What is the difference between quantum gates and quantum channels?

Question

I'm not sure if this is a dumb question, since they seem to be very basic building blocks of quantum information theory; however, I can't seem to wrap my head around the difference between the two. As I understand it, both quantum gates and quantum channels are operations that you can pass a quantum state into. Additionally, a quantum gate is represented by a unitary operator, whereas quantum channels are sums of probabilistic distributions of unitary operators and their inverses... Could anyone help me understand the intuitive distinction between the two, and their relation, if any?

Answer 1

A quantum gate is a unitary operator on a Hilbert space, where typically this Hilbert space is associated with a system of qubits. In the case of a single qubit a quantum gate is a $2\times 2$ unitary matrix, where $|0\rangle$ and $|1\rangle$ are the computational basis states. For example, the quantum NOT gate is the unitary matrix $X$ that maps $|0\rangle\mapsto|1\rangle$ and $|1\rangle \to |0\rangle$. Of course, unitary operators can act on superpositions (i.e. linear combinations) $\alpha|0\rangle+\beta|1\rangle$ of these basis states, which is required to perform quantum computation. For systems of $n$ qubits, quantum gates are unitary matrices that act on the Hilbert space $\mathbb{C}^{2^n}\cong \underbrace{\mathbb{C}^2\otimes \cdots \otimes \mathbb{C}^2}_{\text{$n$ times}}$.

Quantum channels are a little bit more complicated mathematically. To explain it's convenient to recall the definition of a density operator (or density matrix). A density matrix is a positive semi-definite matrix $\rho\geq 0$ with $Tr(\rho)=1$. Density matrices represent the information about a quantum state, i.e. the probabilities and outcomes of the state that can arise upon measurement. A quantum channel is a linear map that sends density matrices to density matrices by preserving the fundamental properties, such as the positivity and trace condition ($=1$) of the density matrix. However, any quantum channel must also have an additional property known as \emph{complete positivity} to ensure that it is compatible with the other axioms of quantum mechanics.
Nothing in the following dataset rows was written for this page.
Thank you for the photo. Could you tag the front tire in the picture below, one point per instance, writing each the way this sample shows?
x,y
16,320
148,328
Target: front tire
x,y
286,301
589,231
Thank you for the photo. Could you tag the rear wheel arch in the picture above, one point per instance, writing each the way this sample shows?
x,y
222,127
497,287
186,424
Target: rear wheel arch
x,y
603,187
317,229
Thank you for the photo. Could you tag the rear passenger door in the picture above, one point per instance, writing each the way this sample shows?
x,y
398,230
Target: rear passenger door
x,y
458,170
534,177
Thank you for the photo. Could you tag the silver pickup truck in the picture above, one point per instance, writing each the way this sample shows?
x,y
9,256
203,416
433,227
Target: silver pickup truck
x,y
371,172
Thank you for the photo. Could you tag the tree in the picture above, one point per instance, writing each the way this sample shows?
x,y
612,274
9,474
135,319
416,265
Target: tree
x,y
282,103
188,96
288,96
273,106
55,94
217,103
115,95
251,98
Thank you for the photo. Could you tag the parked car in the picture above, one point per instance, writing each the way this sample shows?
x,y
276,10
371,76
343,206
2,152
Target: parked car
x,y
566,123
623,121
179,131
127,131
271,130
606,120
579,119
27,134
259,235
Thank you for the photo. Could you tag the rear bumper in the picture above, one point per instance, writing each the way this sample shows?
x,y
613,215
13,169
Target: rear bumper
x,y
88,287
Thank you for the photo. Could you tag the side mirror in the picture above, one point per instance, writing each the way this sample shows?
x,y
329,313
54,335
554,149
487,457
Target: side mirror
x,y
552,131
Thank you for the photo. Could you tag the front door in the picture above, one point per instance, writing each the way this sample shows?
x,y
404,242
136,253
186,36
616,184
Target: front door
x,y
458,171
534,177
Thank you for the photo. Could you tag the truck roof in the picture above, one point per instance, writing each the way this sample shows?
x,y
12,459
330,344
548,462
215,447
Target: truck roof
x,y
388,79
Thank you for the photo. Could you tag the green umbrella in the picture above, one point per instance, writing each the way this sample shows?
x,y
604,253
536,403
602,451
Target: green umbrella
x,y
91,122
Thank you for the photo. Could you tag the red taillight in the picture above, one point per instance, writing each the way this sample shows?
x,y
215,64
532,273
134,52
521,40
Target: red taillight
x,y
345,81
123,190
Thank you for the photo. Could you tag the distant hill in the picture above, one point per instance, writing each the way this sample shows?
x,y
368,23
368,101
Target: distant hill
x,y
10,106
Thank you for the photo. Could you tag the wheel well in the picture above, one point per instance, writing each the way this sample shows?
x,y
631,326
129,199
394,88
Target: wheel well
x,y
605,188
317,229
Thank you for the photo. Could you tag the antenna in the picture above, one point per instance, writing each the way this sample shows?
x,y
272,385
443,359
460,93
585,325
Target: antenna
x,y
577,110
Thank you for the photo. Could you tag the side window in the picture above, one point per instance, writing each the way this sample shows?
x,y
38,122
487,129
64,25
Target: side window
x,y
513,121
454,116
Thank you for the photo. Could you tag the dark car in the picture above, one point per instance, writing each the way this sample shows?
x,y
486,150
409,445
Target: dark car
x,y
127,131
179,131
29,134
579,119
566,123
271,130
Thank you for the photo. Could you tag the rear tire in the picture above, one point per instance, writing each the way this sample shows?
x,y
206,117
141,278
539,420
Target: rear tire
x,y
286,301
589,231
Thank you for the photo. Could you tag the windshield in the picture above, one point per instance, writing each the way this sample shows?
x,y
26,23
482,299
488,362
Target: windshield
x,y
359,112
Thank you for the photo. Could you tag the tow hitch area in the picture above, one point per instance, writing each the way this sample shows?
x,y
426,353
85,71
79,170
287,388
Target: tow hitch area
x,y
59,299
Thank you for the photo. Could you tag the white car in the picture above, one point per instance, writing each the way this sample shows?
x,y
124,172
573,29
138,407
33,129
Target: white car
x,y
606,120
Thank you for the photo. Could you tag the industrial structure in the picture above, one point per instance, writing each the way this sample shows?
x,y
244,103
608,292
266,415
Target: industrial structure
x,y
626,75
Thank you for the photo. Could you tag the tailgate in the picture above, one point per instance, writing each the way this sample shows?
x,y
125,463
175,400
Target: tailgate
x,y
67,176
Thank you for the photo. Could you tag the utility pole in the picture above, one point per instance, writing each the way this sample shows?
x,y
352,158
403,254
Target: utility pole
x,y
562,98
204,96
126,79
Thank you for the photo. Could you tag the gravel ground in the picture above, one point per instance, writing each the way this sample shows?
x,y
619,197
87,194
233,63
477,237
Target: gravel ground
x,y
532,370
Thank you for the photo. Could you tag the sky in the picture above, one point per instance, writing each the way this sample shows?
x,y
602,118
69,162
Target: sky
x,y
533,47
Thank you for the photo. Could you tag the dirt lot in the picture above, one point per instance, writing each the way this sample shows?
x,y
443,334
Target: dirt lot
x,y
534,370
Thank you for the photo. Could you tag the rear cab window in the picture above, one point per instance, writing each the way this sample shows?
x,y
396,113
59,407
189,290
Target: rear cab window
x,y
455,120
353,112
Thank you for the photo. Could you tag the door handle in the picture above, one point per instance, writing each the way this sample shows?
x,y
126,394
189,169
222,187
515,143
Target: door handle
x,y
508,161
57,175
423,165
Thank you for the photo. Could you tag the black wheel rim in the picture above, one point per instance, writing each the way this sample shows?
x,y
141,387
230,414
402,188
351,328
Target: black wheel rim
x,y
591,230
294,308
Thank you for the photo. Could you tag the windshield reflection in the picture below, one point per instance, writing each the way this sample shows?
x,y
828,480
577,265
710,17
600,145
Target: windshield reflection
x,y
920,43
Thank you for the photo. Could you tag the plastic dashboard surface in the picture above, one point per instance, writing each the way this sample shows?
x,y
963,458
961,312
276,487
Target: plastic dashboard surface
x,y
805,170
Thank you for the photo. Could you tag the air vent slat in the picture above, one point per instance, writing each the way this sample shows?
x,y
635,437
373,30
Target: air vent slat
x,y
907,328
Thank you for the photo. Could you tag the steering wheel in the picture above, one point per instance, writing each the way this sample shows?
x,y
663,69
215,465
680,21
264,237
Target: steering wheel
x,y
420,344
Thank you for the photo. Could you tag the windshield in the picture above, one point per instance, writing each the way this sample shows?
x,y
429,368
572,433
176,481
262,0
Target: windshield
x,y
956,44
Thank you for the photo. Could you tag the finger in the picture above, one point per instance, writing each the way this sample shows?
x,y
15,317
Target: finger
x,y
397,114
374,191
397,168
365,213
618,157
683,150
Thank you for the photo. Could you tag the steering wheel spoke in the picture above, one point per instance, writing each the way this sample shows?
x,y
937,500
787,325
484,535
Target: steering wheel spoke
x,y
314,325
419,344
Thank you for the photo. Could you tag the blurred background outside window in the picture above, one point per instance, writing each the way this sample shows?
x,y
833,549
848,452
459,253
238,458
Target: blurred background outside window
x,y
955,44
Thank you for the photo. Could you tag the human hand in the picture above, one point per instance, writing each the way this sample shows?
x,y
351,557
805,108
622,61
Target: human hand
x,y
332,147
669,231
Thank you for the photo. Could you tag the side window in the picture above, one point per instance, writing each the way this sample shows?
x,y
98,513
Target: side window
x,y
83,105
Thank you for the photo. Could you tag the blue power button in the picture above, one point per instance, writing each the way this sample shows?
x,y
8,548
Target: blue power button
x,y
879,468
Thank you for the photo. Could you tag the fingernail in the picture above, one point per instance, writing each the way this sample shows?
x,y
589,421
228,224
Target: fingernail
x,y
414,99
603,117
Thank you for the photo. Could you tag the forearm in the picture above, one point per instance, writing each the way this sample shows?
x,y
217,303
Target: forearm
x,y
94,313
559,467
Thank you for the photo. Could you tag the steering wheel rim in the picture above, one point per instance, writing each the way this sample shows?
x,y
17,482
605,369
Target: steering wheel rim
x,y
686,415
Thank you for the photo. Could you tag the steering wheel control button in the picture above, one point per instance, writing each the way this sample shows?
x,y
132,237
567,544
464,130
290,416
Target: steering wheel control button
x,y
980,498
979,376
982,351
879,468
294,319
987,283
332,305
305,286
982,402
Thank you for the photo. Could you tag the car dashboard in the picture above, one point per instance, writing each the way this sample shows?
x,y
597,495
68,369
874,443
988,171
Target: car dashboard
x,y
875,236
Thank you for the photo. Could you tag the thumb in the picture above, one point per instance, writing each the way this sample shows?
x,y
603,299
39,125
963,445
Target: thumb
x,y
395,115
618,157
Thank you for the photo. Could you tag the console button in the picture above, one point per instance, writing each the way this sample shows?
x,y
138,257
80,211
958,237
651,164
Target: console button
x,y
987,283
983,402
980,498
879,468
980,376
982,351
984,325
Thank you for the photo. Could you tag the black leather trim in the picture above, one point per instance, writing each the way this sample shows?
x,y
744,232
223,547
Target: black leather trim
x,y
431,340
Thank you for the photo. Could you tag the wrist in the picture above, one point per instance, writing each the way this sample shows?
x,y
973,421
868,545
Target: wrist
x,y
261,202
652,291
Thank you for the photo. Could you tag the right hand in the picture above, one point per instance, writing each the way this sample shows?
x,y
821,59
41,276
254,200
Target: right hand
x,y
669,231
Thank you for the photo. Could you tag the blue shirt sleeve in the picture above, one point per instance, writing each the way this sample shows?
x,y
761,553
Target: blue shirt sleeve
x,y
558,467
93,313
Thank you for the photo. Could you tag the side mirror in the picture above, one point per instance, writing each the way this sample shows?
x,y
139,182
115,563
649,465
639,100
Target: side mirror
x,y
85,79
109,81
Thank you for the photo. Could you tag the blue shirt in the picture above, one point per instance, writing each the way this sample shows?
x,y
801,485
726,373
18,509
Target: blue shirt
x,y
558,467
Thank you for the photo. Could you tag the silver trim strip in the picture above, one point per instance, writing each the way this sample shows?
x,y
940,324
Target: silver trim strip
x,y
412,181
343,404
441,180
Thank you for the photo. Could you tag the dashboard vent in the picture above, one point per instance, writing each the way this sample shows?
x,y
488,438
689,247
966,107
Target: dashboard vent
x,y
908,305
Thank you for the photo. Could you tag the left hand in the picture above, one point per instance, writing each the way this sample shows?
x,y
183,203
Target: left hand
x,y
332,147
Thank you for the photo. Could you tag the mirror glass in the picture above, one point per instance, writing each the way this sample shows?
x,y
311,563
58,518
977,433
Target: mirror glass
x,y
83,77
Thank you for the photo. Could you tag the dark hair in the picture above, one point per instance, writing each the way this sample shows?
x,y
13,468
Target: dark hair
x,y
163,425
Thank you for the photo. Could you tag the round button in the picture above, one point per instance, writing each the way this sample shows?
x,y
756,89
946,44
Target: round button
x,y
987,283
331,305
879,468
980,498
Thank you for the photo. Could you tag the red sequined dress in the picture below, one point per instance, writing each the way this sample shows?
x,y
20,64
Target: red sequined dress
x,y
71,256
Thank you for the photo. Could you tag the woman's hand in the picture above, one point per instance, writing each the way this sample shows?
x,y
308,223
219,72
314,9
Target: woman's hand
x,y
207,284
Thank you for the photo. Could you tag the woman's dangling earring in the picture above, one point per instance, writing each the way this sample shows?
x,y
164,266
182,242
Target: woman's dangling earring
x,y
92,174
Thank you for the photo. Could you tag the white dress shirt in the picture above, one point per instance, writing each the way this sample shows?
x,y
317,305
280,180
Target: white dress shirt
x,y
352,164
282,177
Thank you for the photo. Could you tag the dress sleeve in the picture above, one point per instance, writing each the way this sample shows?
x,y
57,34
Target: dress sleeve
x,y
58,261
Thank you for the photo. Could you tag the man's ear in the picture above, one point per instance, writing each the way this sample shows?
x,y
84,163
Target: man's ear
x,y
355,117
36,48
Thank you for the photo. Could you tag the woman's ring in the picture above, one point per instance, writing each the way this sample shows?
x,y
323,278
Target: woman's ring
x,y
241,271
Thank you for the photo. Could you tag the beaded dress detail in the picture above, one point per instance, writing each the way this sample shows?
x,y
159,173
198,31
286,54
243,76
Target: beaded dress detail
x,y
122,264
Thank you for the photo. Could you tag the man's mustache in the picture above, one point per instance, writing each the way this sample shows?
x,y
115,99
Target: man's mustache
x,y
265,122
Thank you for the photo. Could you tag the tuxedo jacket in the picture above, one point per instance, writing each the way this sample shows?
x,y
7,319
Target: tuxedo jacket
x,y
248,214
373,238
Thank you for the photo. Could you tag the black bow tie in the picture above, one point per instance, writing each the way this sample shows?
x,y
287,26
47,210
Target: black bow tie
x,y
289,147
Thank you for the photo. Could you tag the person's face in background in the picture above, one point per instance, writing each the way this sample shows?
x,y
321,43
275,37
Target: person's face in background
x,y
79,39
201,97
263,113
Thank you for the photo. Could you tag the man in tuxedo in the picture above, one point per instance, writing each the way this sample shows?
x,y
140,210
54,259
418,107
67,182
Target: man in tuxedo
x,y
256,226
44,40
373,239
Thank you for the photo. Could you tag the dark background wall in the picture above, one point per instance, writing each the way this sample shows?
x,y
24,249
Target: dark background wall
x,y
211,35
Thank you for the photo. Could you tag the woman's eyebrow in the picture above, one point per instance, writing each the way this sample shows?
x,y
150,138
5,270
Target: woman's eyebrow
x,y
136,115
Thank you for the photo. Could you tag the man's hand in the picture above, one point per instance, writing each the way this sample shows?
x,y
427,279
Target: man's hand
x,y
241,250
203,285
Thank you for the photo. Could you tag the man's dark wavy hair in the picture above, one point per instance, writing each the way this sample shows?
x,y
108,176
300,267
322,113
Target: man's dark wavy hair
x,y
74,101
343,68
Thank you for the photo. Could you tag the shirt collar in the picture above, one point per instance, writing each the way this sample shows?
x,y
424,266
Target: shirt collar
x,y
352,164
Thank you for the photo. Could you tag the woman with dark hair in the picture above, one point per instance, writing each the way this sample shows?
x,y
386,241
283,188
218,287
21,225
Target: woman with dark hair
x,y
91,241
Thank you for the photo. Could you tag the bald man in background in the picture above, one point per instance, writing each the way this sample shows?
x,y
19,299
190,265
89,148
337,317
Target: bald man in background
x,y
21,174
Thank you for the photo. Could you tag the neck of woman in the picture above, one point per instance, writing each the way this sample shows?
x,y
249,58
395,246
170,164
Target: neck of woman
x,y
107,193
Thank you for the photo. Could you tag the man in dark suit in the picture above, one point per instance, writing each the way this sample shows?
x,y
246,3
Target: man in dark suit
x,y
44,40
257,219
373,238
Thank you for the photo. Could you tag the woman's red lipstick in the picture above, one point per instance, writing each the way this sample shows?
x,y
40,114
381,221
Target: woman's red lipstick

Most notably, the density matrix could be entangled with some auxiliary quantum system. By adding the word \emph{completeley} we guarantee compatibility with this extra possibility. Hence, a quantum channel is a completely positive trace-preserving (CPTP) map.

Distinctions aside, in the context of physics, quantum gates and quantum channels arise from the unitary evolution of a quantum system according to the Schrodinger equation. The Hamiltonian (a mathematical object governing these dynamics via encoding the interactions of the system) evolves in time, and the result is a unitary transformation of the quantum state of the system. Thus to implement a gate on a quantum computer, we procure a Hamiltonian and evolve it (in time) to produce the desired effect of the quantum gate.

Now, although entire quantum system evolves unitarily, perhaps we only have access to a part of the system. In this case, the transformation of the subsystem is not unitary, nevertheless, it is described by a quantum channel (i.e. a CPTP map). In the case that the whole system is accessible, then the quantum channel is simply conjugation by a unitary which is a CPTP map.

Answer 2

When you model your quantum system as closed and look at transformations the whole system can go through, those are described by unitary evolutions.

But, what if you want to describe local transformations? That's where the notion of channels are introduced; They describe local transformations (There's a dilation theorem stating that given any channel you can always find extended systems and unitary evolutions of those systems such that the channel you have in your hand describes the local evolution). As such, channels describe the most general transformations where states are preserved.

Unitary evolutions are then dubbed unitary channels. To wind up, quantum channels are the most general evolutions, unitary channels being a special case. And, you just call unitary channels as gates when you see them in circuits. From an information-theoretic point of view, you can see unitary channels as describing noiseless evolutions where (non-unitary) channels as describing noisy ones (the loss happening due to the appended system).